Le trivelle, nel Mediterraneo, potrebbero provocare danni enormi in mare e in terra. Perché nei fondali del Mediterraneo non mancano i vulcani sottomarini, come ha illustrato bene Domenico Macaluso, medico chirurgo che lavora a Ribera, in provincia di Agrigento. Macaluso fa parte del Dipartimento d’Urgenza e Componente Commissione Emergenza Sanitaria e Calamità Naturali dell’Ordine dei Medici di questa provincia. E, soprattutto, è un grande conoscitore dei fondali del Mediterraneo. Dotato di brevetto di sommozzatore FIPSAS-CMAS e PADI International, con la qualifica di Rescue Diver (sommozzatore rianimatore), dal 1999 Mimmo Macaluso ha coordinato per la sezione agrigentina e saccense della Lega Navale Italiana e l’Ordine dei Geologi della Sicilia una serie di immersioni sottomarine sui resti dell’edificio vulcanico sommerso che giace sul Banco di Graham, nel Canale di Sicilia, il vulcano che per soli cinque mesi, nel 1831, diede vita all’isola Ferdinandea. Nel 2007, nominato “Ricercatore Subacqueo” nel progetto dell’Unione Europea “Discovering Magna Grecia”, Macaluso ha effettuato la mappatura dei siti d’interesse archeologico-subacquei della Sicilia sud-occidentale. Nel Luglio del 2009 ha partecipato, assieme ad i ricercatori del Dipartimento di Scienze della Terra dell’Università di Bologna, ad alcune missioni subacquee di recupero di gas, dalle fumarole della caldera di Panarea; nel maggio 2017 ha curato per il Dipartimento di Scienze e Tecnologie dell’Università di Napoli la taratura di rilievi geofisici per il GEAC (Gruppo Geologia Ambienti Costieri). È il Responsabile Scientifico del Settore Mare, del WWF Sicilia, Area Mediterranea e, qualche mese fa, è stato nominato Ispettore Onorario della Regionale siciliana per la Geologia Marina.

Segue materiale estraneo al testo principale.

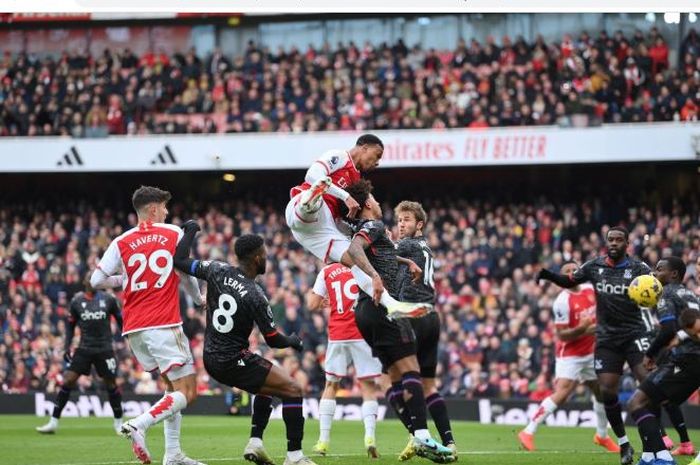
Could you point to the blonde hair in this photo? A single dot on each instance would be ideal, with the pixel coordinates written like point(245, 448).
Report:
point(412, 207)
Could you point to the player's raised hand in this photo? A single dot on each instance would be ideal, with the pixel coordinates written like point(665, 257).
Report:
point(295, 342)
point(378, 286)
point(191, 225)
point(353, 207)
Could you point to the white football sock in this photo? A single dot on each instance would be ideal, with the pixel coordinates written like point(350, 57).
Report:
point(601, 427)
point(369, 416)
point(326, 410)
point(546, 407)
point(167, 406)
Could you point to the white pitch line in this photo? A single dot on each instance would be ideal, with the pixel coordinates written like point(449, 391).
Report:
point(469, 452)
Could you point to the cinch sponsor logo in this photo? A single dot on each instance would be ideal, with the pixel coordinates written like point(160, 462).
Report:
point(493, 412)
point(607, 288)
point(88, 315)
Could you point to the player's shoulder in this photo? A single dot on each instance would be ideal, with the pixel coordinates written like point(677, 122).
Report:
point(168, 227)
point(372, 224)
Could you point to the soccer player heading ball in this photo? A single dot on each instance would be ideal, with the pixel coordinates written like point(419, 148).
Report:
point(316, 205)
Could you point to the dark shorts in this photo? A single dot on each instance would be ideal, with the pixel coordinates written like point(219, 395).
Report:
point(390, 340)
point(247, 372)
point(427, 331)
point(105, 363)
point(672, 382)
point(611, 355)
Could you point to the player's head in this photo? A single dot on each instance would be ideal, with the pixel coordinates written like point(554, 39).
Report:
point(569, 267)
point(250, 250)
point(689, 320)
point(367, 152)
point(86, 282)
point(411, 218)
point(670, 270)
point(617, 240)
point(151, 203)
point(361, 191)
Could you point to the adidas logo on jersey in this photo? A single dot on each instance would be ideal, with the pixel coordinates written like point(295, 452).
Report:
point(101, 315)
point(607, 288)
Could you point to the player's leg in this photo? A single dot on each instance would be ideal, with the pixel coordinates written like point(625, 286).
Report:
point(367, 370)
point(563, 387)
point(336, 367)
point(167, 350)
point(279, 384)
point(369, 408)
point(326, 411)
point(407, 368)
point(70, 378)
point(601, 437)
point(609, 362)
point(106, 367)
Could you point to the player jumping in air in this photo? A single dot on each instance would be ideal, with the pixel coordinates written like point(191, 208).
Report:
point(622, 328)
point(90, 311)
point(235, 304)
point(411, 220)
point(574, 320)
point(316, 205)
point(152, 323)
point(345, 346)
point(392, 341)
point(678, 375)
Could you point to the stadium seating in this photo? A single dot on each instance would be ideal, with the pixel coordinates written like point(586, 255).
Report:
point(608, 78)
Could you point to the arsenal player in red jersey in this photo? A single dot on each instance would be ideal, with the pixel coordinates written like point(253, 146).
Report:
point(574, 319)
point(141, 261)
point(345, 346)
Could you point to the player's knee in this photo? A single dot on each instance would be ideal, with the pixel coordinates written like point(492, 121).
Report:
point(293, 389)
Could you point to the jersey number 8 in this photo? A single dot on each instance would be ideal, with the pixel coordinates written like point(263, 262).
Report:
point(222, 318)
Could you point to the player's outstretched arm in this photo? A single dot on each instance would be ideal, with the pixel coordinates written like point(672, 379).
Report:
point(181, 259)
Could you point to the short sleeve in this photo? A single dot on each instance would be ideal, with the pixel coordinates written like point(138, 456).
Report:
point(111, 262)
point(207, 268)
point(371, 231)
point(561, 309)
point(262, 313)
point(320, 285)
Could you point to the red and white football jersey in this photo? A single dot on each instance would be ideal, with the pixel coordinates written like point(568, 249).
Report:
point(569, 309)
point(342, 171)
point(335, 282)
point(151, 286)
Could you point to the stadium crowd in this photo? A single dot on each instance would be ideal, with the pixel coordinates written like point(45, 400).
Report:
point(497, 338)
point(610, 78)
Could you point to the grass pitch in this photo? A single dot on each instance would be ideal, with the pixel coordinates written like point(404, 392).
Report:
point(220, 441)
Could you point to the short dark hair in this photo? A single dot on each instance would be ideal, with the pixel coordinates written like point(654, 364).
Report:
point(688, 317)
point(360, 191)
point(412, 207)
point(676, 264)
point(621, 229)
point(369, 139)
point(247, 245)
point(145, 195)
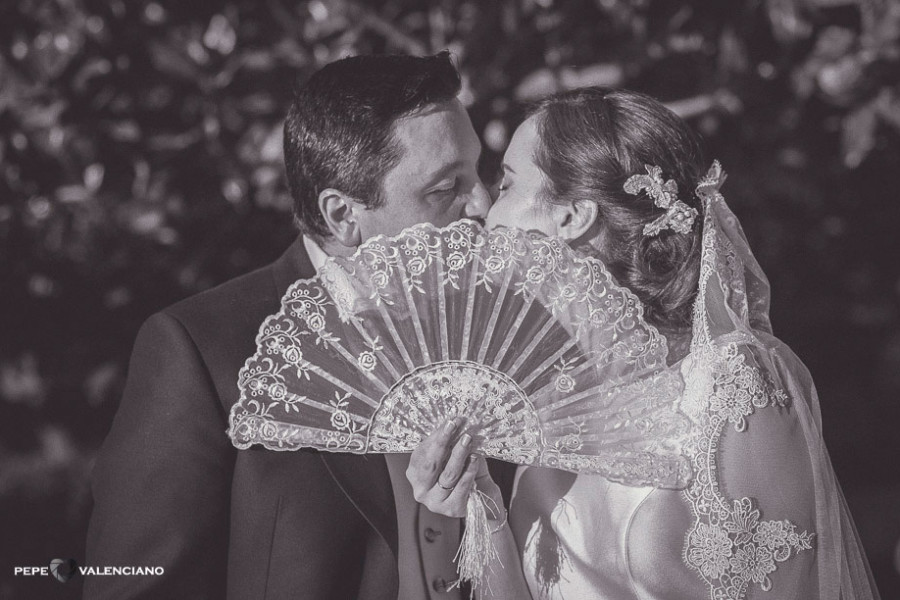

Che cosa può succedere andando a cercare gas e petrolio nei fondali del Mediterraneo Macaluso lo ha raccontato in questa intervista.
Poi c’è l’ultima follia: un mega-progetto per riempire di pale eoliche 18 milio ni di metri cubi di mare in un’area compresa tra l’Africa e le isole Egadi. Una storia che è stata raccontata dall’europarlamentare eletto nel collegio Sicilia-Sardegna, Ignazio Corrao. “Il progetto di eolico off-shore a tra Sicilia e Tunisia – ha scritto Corrao – è quanto di più pericoloso possa esserci per la nostra pesca in quell’area del Mediterraneo. Un progetto che – nonostante l’obiettivo green di produzione di energia rinnovabile – non ho paura di definire folle. Non solo potrebbe avere un impatto ambientale enorme, ma soprattutto potrebbe decretare la fine della pesca in quel tratto di oltre 18 milioni di metri quadrati di mare”.